Come sempre Stella ha il pregio di mettere il dito nella fatidica piaga, peccato che questa volta l'eccellente giornalista trascuri un elemento essenziale: in Italia nessuno è interessato alle sorti degli studiosi, frequentatori di biblioteche e libri non reperibili su Amazon. Per l'Italia gli studiosi nel campo umanistico sono dei fannulloni incapaci di produrre profitto per se stessi (ma quando sarai in grado di fare un po' di soldi e di guadagnare in maniera decente! mi è stato rimproverato una volta in considerazione del mio magro stipendio di ricercatore universitario), e, ancor peggio non producono profitto per gli altri ovvero per la cosiddetta società alla quale lo studioso non porta neppure l'ipotetico guadagno che si potrebbe ricavare dallo sfruttamento del patrimonio artistico.

Gli studiosi sono gentaglia, superflui sopravvissuti di un tempo in cui si poteva "sprecare" (e allora si dava qualcosa anche a loro), gli studiosi che non si esercitino sulla ricerca scientifica (guarire il cancro , speriamo, o anche solo inventare una App che faccia guadagnare tanti soldi a qualcuno) andrebbero eliminati tutti.
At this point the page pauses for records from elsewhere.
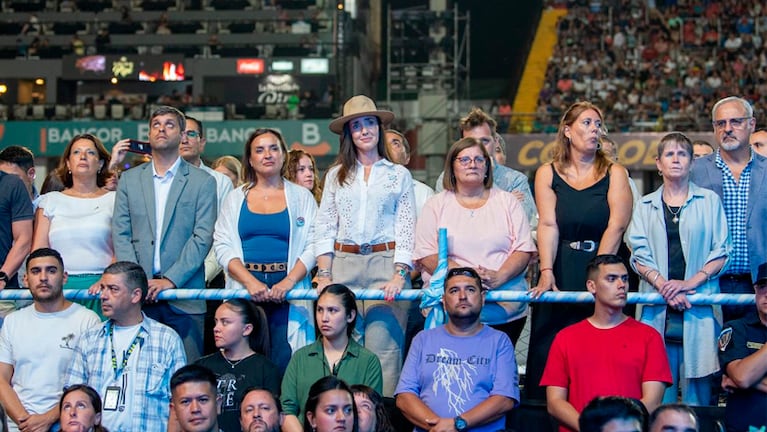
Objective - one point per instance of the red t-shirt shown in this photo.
(591, 362)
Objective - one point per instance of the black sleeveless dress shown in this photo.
(582, 215)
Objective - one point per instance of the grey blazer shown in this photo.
(187, 232)
(705, 173)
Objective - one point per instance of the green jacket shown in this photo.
(357, 366)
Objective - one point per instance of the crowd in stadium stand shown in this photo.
(656, 68)
(175, 223)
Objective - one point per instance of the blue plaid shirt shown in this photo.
(735, 201)
(161, 354)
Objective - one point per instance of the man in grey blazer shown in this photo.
(163, 220)
(737, 175)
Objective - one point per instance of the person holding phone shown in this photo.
(163, 220)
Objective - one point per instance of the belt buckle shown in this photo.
(366, 249)
(585, 245)
(589, 245)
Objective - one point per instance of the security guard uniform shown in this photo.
(746, 408)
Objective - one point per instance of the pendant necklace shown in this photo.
(675, 215)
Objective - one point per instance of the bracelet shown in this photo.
(708, 275)
(649, 272)
(402, 272)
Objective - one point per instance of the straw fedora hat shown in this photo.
(359, 106)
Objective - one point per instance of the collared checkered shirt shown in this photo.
(161, 354)
(735, 201)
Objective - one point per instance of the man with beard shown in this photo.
(462, 375)
(608, 353)
(37, 343)
(738, 175)
(260, 411)
(163, 220)
(129, 358)
(193, 399)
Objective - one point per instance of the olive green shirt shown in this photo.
(357, 366)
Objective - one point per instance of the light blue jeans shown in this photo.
(695, 391)
(383, 322)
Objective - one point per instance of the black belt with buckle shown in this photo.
(364, 249)
(267, 268)
(582, 245)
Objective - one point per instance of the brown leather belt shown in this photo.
(365, 249)
(267, 268)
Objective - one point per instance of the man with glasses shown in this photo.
(608, 353)
(163, 220)
(738, 175)
(758, 141)
(478, 124)
(462, 375)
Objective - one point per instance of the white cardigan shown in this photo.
(302, 209)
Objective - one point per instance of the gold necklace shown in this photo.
(675, 215)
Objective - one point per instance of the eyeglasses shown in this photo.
(735, 123)
(467, 272)
(466, 160)
(462, 271)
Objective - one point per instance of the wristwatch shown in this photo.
(460, 424)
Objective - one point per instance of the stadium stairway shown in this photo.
(534, 74)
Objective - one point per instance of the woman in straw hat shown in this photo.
(364, 233)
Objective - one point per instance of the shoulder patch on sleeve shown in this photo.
(724, 338)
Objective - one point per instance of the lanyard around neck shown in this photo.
(137, 341)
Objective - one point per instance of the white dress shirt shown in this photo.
(377, 211)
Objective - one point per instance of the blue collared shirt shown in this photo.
(161, 353)
(735, 202)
Gli studiosi sono il cancro delle università (e per combatterli in quanto patologia esiziale degli atenei si sono fatti passi avanti da gigante!) costrette a pagare i loro stipendi per insegnare materie inutili e ancor peggio per scrivere libri che nessuno leggerà perché tanto il mondo va avanti lo stesso anche se nessuno stabilisce con sicurezza se, come e quando Montale ha scritto gli Ossi di seppia; e ancor meno se, come e quando Alfieri ha scritto le sue tragedie.

Per la storia ormai con Rai Storia e con History channel la copertura degli interessi (di nicchia) in proposito è assicurata. Per la letteratura lo Strega basta e avanza: qualche discussione estiva su libri che con la vera letteratura il più delle volte non hanno neppure un grado lontano di parentela, e la "società" si sente appagata e colta,  ricercatori , studiosi e professori non servono.

E allora caro Stella inutile denunciare gli obbrobri, le vigliaccate, le ingiustizie, le estorsioni super-legalizzate, se quei maledetti studiosi capiranno che "non conviene" studiare fare ricerca nelle biblioteche a meno di essere ricchi di famiglia, forse la smetteranno definitivamente, e si potranno chiudere le biblioteche che assorbono risorse in forma di personale ecc., e potremo risparmiare e aiutare il pareggio di bilancio, e l'Europa sarà felice, perchè con la scusa di aiutarci si comprerà a prezzi di svendita anche le nostre biblioteche per i loro studiosi, che, a differenza dei nostri, sono pagati decorosamente e non insultati da un sistema che li disprezza.